According to
this datasheet, the 745 is "drop-in compatible" with the 740 and 603ev. I'm not an EE, but I take "drop-in compatible" to mean I can take the 745 and install it in place of the 740 or 603ev without changing anything on the original board. It also suggests that any changes to pin assignments are for non-vital functions and thus ignored by the 745 and host system unless the chip is installed in a specific application that exploits these changes.
This datasheet also specifies the minimum operating frequency of the 745 as 200MHz with a maximum of 350MHz, bus frequencies of 33, 50, 66 and 100MHz, and a maximum 10x multiplier. If a 745 was sourced, our theoretical maximum would be 333MHz on a 33MHz bus. A 40MHz bus may be possible but is technically unsupported, and anything over 350MHz is unattainable anyway.

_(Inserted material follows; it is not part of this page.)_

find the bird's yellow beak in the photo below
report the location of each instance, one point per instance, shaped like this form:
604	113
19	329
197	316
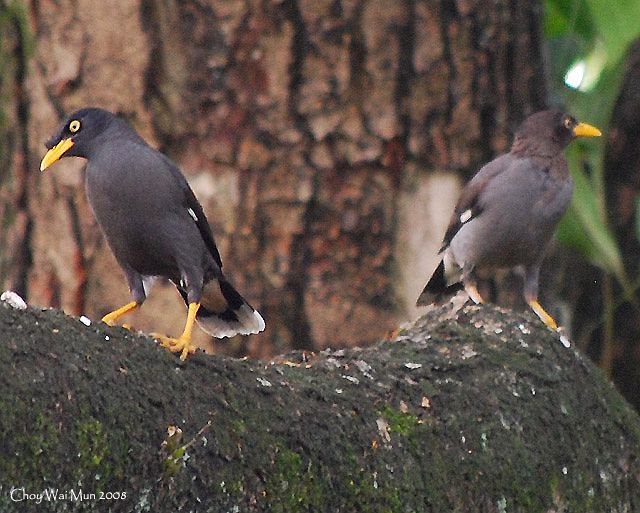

From what I can judge from the pics I would guess that the PLL resistors are those located near the XILINX chip in that picture; they're the only ones with the appearance typical of a bank of selectable components that generally makes up a PLL config.
I'd be willing to take a shot at it if there are no other takers, but no guarantees. I have a dead 5500 board I'll use to try to judge the times and temps to use for removal of the original processor and cleaning of the board, which will hopefully translate to the upgrade card and increase my odds of success.
I'd figure someone had a damaged upgrade card around somewhere. Those flip-chip packages are extremely fragile and people crack the dies all the time through improper handling or installation; this is the major factor that drove Sonnet to factory-install heatsinks to their upgrades and void the warranty if you removed them.